The Bank of Canada has released its first annual report outlining the risks that climate change poses to its mandate and operations. The report evaluates how the physical effects of climate change and potential disruptions from the transition to a low-carbon economy could impact the Bank’s ability to deliver its core functions. It explains what the Bank is doing to manage the risks to its balance sheet and pension fund, and outlines its plan to reduce the carbon footprint of its operations.
“The Bank does not set climate policy—that’s appropriately the purview of elected governments and, ultimately, parliaments. But to fulfill the Bank’s mandates to control inflation and promote financial stability, we need to understand the implications of climate change for the Canadian economy and financial system,” writes Bank of Canada Governor Tiff Macklem in the report’s Foreword.
Executive Summary
Around the world, the effects of climate change are becoming more visible, widespread and severe. In recent years, Canada has seen an increase in the frequency and severity of natural disasters and a surge in physical damage affecting both people and property.
Climate change has brought the world to a pivotal moment. The Bank of Canada has an obligation to better understand and manage the threat climate change poses. Canada’s economy and financial systems are not immune to the effects of climate change. In fact, the country is facing two distinct forms of risk:
- from the physical impacts of climate change itself
- from the disruption that will accompany the global transition to a low-carbon economy
This report is the first public disclosure for the Bank in this area. In the content that follows, the risks associated with climate change are assessed in terms of their impact on the Bank’s responsibilities and operations. This report lays out elements of the Bank’s strategy related to climate change and details how the issue will be managed holistically across the organization, following the recommendations of the Financial Stability Board’s Task Force on Climate-related Financial Disclosures.
The first section of this report provides an overview of the Bank’s primary roles and responsibilities and elaborates on both the physical and the transition risks that could affect the Bank’s efforts to accurately predict and control inflation. This section also discusses climate-driven changes that could undermine the stability of the financial system and affect the value of assets the Bank holds as investments or collateral.
The second section focuses on how the Bank’s integrated approach to climate change is reflected in its governance structure. The Bank’s Board of Directors, Executive Council, Senior Management Council and key committees all have distinct roles and responsibilities in overseeing the management of climate-related risks. Each of their relevant functions is described in this section, including those of the newly created Climate Change Steering Committee, which provides broad oversight of the issue across all Bank operations.

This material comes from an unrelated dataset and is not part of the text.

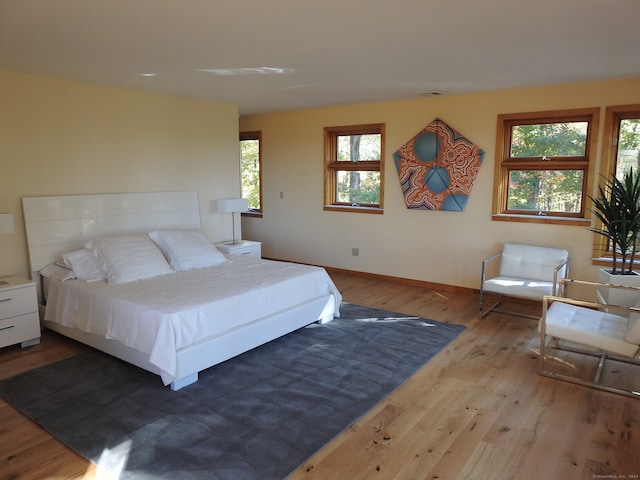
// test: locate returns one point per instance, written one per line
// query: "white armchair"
(606, 332)
(523, 271)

The third section of this report outlines the Bank’s strategic objectives related to climate change—particularly the goal of better identifying and quantifying climate-related risks across all areas of the organization. By enhancing its overall monitoring capacity, the Bank will be better positioned to manage risks and achieve targets in both its corporate operations and its broader policy work. This section also describes how improved measurement and transparency feed into other core objectives, such as greening the Bank’s physical operations and maintaining the health of the Bank’s balance sheet and pension fund.

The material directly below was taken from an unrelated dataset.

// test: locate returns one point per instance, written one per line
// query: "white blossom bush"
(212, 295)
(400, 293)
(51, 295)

The fourth section describes how a risk assessment lens is applied to all aspects of the Bank’s physical operations and provides detailed objectives and targets. For example, it outlines efforts to build resilience and strengthen business continuity in response to natural disasters, especially in critical areas such as supplying bank notes to Canadians, supporting the smooth functioning of the financial system and conducting monetary policy. This section also lays out the Bank’s strategy to reduce the environmental impact of its physical operations. With the goal of eliminating waste and achieving net-zero emissions in the coming decades, the Bank’s strategy in this area includes:
- transitioning to renewable energy sources
- implementing various approaches to reduce the use of energy
- establishing strategic partnerships with suppliers and other global organizations
The Bank’s balance sheet contains many assets and liabilities that are central to the effective conduct of monetary policy and the smooth functioning of the financial system. To assess the risks to its balance sheet, the Bank monitors a series of backward- and forward-looking metrics that provide insight into current and future exposure. Similarly, as part of the broader management of its investment portfolio, the Bank gauges the exposure of its pension fund assets to physical and transition risks associated with climate change. These efforts are detailed in this section of the report.
The disclosure of climate risks in this report represents the start of a journey the Bank is committed to pursuing. Through this report—and future iterations—the Bank aims to increase awareness of climate-related risks and highlight the management strategies it will employ to address them.